Important constraints: investors cannot pick individual securities in a Go account, and portfolios are limited to Fidelity’s Flex lineup. For taxable accounts, reviewers and Fidelity materials indicate no tax-loss harvesting is offered - an area where other robo-advisors sometimes differentiate.
PortfolioPilot: Cross-platform AI analysis
PortfolioPilot operates as a robo-advisor utilizing AI rather than an asset-managing robo. Investors link accounts across custodians and asset types to receive monthly, personalized recommendations, tax impact/TLH surfacing, fee tracking, retirement planning, and estate planning. Execution remains with the investor - no trading authority is granted.

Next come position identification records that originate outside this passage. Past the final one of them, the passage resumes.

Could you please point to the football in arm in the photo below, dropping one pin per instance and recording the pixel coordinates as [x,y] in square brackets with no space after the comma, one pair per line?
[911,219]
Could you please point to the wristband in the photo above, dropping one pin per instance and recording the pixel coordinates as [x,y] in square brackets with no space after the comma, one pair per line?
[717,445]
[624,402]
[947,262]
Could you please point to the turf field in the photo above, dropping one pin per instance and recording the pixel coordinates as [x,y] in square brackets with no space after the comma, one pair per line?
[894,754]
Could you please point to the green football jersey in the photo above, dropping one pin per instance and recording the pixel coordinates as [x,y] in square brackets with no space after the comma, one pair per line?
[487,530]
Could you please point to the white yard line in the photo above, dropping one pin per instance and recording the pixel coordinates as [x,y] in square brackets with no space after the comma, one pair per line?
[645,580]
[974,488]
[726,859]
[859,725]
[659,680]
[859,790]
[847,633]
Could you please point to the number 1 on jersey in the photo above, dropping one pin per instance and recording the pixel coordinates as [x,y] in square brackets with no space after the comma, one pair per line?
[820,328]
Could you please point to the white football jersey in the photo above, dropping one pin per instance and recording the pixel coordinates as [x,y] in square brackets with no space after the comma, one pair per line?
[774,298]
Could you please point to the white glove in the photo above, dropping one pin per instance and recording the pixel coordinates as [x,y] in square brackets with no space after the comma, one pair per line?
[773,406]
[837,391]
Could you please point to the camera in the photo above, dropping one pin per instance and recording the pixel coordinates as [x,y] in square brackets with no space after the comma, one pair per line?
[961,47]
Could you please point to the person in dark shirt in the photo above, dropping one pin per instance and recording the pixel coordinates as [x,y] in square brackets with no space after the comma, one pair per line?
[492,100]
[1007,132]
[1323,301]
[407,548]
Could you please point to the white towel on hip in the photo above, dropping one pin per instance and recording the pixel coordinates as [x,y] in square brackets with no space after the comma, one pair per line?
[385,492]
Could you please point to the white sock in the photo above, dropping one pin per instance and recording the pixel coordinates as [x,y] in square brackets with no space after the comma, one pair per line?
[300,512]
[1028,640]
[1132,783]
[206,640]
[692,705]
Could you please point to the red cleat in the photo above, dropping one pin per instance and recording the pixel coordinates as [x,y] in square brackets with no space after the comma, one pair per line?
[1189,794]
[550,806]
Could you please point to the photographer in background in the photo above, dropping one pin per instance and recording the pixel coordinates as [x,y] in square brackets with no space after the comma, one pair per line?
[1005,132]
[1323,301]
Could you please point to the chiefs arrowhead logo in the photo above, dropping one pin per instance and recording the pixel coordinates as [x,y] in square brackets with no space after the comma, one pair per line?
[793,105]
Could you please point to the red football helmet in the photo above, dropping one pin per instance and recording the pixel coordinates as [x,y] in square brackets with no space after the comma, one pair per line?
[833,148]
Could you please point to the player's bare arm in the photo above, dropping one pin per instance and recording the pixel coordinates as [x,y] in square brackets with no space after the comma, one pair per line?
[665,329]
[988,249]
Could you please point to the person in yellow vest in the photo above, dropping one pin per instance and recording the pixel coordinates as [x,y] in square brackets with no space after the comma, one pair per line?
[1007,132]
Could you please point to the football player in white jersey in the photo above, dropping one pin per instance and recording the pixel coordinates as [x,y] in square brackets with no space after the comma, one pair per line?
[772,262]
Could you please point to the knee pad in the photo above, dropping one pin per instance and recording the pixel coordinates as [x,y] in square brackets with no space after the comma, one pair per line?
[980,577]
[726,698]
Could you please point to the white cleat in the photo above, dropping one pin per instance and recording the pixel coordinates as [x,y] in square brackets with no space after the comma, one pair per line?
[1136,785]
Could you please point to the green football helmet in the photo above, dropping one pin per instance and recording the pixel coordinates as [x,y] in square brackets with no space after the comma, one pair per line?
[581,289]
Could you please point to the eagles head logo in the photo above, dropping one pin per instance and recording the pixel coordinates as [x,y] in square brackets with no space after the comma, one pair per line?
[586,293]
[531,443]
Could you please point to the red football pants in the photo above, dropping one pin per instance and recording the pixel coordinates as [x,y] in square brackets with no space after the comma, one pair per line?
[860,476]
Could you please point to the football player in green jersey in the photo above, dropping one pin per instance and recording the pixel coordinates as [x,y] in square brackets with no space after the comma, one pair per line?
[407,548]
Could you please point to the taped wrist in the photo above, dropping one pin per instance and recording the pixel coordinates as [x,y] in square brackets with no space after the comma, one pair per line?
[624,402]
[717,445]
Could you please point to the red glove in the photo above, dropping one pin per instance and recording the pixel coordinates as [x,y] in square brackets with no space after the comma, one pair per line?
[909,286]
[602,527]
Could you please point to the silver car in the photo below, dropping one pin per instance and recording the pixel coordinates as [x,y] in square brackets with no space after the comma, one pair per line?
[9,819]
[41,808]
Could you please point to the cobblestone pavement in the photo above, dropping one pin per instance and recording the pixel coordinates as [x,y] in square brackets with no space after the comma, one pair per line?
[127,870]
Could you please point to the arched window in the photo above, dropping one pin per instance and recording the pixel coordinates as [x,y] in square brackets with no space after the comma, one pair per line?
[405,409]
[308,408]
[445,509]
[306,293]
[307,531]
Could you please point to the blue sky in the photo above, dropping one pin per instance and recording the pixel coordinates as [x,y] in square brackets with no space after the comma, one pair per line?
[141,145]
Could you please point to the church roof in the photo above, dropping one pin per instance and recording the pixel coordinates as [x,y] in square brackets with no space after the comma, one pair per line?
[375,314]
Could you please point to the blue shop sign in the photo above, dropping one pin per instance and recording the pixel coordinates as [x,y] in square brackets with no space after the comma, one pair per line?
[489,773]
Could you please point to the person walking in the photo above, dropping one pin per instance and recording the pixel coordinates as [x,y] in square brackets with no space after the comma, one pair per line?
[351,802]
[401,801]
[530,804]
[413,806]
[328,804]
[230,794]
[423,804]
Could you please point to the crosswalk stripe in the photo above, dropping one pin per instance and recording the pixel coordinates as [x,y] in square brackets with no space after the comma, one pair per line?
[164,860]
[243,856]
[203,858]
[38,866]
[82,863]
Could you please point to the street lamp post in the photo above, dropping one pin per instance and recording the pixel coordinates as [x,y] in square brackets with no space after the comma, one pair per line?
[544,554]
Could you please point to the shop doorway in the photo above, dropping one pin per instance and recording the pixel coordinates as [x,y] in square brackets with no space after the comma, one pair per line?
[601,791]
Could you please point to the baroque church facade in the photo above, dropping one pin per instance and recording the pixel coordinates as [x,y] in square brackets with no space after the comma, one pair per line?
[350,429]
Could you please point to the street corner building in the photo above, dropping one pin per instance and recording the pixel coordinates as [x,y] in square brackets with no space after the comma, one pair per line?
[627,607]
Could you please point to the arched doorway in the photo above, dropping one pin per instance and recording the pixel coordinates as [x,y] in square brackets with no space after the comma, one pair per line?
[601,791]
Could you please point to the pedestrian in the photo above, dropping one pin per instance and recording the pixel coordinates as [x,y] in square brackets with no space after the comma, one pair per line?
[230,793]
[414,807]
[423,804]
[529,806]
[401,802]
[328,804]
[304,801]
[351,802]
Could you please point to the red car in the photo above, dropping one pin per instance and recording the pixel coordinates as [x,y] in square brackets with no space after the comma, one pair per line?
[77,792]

So what? This model favors investors who want breadth and control across multiple institutions, not just one managed sleeve.
Get recommendations across fees, taxes, risk, returns, and downside factors.
Why the difference matters
Hypothetical: A 40-year-old has a $90,000 Roth IRA and $20,000 taxable account at Fidelity, plus a $60,000 401(k) elsewhere.
- With Fidelity Go, the Roth and taxable accounts can be fully automated inside Fidelity using Flex funds. There’s no TLH on the taxable sleeve, but rebalancing is handled for them.
- With PortfolioPilot, all accounts, including the external 401(k), are analyzed together. The software highlights diversification gaps, tax drag, and potential loss-harvesting opportunities across the household; the investor chooses what to implement.
So what? The choice is less about a single “best” tool and more about automation inside one custodian versus holistic oversight across many - and whether a person wants a service to trade for them or prefers to keep the steering wheel.
The comparison is based on publicly available information from each provider’s website as of 11/19/2025. Features, fees, and methodologies may change over time.